International recognition has been there all along, especially in the past four years, feels Dr. Biju. “But, it is only this year that Malayalam films have seen back-to-back recognitions at international platforms at almost the same time.” Dr Biju’s film Veyilmarangal earned the achievement of being the first Indian film to win a major award at the 22nd Shanghai International Film Festival. The film was one among the 3,964 entries submitted from 112 countries for the prestigious Golden Goblet Award. Lead actor Indrans was adjudged the Best Actor at the Singapore South Asian Film Festival for the same film.

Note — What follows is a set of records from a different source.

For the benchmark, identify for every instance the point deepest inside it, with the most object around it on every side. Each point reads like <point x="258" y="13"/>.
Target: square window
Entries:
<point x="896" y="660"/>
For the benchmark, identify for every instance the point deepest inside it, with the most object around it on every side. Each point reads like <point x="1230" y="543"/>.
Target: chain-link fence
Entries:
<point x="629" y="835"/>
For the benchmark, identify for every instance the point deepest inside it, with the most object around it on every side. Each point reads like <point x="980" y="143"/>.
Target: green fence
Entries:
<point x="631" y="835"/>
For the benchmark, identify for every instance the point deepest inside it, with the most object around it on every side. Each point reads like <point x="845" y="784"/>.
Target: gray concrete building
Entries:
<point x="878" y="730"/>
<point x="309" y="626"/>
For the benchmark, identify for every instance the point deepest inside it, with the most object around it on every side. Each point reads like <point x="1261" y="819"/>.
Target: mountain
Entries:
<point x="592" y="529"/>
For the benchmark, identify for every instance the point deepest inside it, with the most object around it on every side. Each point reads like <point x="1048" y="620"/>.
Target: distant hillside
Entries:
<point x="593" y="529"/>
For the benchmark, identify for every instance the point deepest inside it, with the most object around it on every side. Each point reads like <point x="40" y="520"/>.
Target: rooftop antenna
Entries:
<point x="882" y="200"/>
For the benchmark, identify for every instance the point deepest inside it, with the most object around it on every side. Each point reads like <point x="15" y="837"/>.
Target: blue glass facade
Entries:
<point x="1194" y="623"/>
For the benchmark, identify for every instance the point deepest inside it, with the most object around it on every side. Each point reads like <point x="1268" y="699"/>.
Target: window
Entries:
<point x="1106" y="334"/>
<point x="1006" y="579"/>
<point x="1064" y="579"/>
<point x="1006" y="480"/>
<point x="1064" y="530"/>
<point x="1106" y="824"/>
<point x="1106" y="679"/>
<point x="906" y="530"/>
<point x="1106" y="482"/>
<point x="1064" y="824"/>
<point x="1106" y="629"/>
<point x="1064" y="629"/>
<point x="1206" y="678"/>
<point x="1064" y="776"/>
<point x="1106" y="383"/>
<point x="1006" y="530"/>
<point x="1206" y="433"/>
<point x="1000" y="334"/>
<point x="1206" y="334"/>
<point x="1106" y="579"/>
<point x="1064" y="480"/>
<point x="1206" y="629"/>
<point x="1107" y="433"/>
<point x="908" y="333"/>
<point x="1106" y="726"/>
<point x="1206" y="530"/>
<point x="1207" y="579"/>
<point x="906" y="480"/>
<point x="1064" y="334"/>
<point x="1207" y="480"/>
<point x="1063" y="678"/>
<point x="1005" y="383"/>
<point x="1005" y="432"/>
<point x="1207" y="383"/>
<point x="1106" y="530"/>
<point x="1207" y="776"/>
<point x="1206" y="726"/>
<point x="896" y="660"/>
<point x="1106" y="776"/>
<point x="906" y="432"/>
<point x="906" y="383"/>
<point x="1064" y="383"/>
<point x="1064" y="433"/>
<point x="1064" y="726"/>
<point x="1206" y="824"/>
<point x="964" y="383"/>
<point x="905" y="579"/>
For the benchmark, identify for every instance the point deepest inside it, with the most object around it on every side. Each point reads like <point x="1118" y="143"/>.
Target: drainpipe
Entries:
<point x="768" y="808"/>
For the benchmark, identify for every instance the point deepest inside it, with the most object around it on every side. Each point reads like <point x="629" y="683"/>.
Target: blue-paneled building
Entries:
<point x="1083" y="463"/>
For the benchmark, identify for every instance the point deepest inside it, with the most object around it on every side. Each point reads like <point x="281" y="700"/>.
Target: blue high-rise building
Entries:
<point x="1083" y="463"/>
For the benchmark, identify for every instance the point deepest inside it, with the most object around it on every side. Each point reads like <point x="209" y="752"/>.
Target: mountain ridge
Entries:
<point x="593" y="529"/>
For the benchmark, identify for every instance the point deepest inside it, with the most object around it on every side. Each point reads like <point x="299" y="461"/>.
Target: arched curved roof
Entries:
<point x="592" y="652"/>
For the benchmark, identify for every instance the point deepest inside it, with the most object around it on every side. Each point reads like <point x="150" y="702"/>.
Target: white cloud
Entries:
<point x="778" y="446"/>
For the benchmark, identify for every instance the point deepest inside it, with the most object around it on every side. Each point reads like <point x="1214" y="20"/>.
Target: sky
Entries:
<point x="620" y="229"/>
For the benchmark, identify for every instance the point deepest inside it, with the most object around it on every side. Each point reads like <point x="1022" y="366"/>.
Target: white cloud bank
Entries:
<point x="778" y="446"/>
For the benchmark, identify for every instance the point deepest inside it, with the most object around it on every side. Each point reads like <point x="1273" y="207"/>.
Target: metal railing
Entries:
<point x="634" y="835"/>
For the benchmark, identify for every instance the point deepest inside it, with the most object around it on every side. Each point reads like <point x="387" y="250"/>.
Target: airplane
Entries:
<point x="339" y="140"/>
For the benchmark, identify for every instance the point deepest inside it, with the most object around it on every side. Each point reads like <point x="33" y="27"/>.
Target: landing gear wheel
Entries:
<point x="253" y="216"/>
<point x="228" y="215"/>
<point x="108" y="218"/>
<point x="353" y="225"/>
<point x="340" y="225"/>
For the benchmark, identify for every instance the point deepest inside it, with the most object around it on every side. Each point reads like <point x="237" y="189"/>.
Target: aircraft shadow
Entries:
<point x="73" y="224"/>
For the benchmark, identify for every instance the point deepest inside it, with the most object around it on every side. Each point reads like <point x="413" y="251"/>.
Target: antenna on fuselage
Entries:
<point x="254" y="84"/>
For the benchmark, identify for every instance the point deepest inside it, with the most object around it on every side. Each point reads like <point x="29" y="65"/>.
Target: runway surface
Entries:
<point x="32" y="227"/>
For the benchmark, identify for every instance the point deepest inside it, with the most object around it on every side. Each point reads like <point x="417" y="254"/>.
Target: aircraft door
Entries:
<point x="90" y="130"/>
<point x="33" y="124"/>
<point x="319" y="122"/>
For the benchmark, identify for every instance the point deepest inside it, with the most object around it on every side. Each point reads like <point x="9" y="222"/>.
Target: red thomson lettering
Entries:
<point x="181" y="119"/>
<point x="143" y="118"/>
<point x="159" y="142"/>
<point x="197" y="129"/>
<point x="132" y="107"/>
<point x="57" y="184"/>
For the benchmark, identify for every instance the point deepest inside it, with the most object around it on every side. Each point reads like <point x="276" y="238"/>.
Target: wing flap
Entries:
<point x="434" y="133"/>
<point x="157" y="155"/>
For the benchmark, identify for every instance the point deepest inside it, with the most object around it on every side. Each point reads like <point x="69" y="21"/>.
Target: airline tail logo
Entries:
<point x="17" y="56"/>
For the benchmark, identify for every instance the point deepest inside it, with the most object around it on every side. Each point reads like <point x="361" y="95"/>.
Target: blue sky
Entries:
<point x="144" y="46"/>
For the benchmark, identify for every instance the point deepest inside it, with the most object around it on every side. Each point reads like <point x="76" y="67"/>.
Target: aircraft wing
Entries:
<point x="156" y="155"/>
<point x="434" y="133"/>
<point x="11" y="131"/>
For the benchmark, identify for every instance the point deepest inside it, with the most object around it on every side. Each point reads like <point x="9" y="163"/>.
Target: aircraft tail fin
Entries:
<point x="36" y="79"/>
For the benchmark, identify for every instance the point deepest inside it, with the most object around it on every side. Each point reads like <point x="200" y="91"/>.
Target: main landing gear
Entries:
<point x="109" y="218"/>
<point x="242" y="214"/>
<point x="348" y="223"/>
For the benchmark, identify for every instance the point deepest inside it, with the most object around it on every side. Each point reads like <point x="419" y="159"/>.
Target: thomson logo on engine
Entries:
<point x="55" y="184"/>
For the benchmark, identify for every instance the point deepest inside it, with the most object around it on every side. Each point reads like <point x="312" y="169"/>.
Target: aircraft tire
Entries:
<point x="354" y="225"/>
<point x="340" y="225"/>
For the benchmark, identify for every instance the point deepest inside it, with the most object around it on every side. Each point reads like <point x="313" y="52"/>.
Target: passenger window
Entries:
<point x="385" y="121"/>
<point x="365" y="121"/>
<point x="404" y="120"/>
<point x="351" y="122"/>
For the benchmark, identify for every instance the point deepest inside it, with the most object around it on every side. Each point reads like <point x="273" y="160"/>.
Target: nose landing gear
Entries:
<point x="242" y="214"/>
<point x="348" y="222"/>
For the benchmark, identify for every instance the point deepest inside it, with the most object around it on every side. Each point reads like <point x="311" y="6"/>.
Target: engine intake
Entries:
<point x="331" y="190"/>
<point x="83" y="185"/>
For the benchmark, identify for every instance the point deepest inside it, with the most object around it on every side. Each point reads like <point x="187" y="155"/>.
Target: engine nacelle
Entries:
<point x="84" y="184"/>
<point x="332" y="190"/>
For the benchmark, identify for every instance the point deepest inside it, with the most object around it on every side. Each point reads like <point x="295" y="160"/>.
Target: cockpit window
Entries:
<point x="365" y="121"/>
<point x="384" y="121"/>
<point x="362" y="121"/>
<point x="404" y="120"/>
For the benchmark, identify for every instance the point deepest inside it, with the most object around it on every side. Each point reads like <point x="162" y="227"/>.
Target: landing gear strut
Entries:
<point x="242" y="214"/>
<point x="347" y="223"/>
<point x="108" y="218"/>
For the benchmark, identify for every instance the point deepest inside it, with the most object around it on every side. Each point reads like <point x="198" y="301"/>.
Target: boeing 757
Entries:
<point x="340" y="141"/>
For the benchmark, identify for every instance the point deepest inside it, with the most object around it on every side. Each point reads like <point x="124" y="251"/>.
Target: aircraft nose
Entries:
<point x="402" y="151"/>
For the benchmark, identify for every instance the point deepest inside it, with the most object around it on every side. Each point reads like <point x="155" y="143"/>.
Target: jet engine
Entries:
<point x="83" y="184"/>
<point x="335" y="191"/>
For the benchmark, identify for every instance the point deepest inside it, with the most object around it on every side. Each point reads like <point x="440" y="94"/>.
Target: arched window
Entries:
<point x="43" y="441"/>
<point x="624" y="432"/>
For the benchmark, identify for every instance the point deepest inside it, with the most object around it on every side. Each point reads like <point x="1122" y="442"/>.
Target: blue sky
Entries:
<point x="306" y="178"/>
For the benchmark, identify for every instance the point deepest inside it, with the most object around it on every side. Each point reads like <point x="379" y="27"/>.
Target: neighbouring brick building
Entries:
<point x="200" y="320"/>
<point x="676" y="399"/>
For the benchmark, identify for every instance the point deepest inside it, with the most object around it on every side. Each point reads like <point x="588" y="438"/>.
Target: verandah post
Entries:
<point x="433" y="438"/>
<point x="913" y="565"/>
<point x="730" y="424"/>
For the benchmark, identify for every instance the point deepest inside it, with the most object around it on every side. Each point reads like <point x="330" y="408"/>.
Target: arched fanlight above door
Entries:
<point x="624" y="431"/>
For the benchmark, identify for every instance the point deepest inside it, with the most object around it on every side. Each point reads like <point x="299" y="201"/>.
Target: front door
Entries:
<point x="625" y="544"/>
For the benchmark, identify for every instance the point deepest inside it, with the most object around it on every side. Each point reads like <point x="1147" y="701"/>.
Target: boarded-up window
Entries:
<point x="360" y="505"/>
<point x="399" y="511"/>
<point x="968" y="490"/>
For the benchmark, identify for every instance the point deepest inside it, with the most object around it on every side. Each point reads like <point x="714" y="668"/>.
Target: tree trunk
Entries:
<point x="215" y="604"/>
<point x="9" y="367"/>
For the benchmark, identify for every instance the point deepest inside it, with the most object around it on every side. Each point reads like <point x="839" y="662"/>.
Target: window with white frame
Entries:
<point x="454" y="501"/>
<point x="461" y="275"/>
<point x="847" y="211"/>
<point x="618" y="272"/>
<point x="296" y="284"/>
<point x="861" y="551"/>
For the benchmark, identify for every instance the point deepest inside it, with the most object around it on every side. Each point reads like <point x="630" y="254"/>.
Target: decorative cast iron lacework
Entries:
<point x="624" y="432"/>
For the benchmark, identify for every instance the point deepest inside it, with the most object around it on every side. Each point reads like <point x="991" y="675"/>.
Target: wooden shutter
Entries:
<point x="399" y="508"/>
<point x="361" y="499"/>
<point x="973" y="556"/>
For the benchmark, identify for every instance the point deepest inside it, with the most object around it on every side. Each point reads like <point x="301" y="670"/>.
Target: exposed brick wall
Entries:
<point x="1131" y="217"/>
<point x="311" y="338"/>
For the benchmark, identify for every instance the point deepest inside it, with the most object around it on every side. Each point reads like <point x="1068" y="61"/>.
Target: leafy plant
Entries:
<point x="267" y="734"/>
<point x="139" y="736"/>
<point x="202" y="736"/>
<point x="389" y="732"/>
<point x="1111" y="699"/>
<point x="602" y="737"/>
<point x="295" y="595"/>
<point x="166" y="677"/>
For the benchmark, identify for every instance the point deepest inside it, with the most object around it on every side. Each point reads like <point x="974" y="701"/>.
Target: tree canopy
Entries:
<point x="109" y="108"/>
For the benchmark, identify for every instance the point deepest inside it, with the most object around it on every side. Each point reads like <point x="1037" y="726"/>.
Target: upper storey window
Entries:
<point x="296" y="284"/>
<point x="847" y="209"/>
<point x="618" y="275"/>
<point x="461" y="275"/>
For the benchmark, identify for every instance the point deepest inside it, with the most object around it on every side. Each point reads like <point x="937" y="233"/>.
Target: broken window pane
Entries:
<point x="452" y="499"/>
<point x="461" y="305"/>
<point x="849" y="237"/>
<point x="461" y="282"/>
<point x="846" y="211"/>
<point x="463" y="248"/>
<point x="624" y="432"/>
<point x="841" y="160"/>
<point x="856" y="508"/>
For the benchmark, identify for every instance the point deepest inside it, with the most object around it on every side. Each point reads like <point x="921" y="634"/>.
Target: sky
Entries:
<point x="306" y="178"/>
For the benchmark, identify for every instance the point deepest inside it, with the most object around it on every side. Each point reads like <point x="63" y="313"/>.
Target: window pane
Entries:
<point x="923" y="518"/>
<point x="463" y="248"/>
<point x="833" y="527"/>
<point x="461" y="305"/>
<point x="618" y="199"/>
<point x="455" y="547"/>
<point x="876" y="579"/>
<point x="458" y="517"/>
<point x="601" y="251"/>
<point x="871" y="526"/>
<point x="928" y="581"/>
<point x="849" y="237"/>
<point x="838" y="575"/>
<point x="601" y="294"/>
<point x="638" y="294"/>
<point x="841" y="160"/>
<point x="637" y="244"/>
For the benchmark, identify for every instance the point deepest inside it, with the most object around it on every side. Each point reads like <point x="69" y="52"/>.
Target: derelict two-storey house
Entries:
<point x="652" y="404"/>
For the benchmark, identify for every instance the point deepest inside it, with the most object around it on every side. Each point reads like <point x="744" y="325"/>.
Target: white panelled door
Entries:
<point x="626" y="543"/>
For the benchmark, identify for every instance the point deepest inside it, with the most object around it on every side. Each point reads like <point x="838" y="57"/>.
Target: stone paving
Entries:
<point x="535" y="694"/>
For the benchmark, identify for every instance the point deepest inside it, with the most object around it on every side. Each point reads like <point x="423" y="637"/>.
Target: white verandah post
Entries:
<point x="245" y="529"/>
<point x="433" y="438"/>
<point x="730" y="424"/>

Dr Biju, while happy with the recognition that Malayalam films are getting internationally, has a word of caution though. He says, “It is too early to celebrate. The Toronto Film Festival has always given Indian films a healthy chance because it basically is a semi-commercial film festival platform. The real test is the

Venice Film Fest, Cannes, Berlin Film Fest and Shanghai among others which are purely artistic platforms. Malayalam films should fare well at these festivals which is when we can say we have arrived internationally!”   


While Dr Biju does elaborate which international festivals are the real acid test, he agrees that the content has evolved drastically over the past couple of years. “The making has changed in mainstream films and also moved away from the ‘star’ syndrome. Art films have always  gone to international festivals earlier too, but unfortunately the absence of star power doomed such films to anonymity.”

In parting, he quips, “The litmus test is also whether such films get theatrical release in Kerala and the audience receive them and their plots, especially in the absence of star power to propel them.”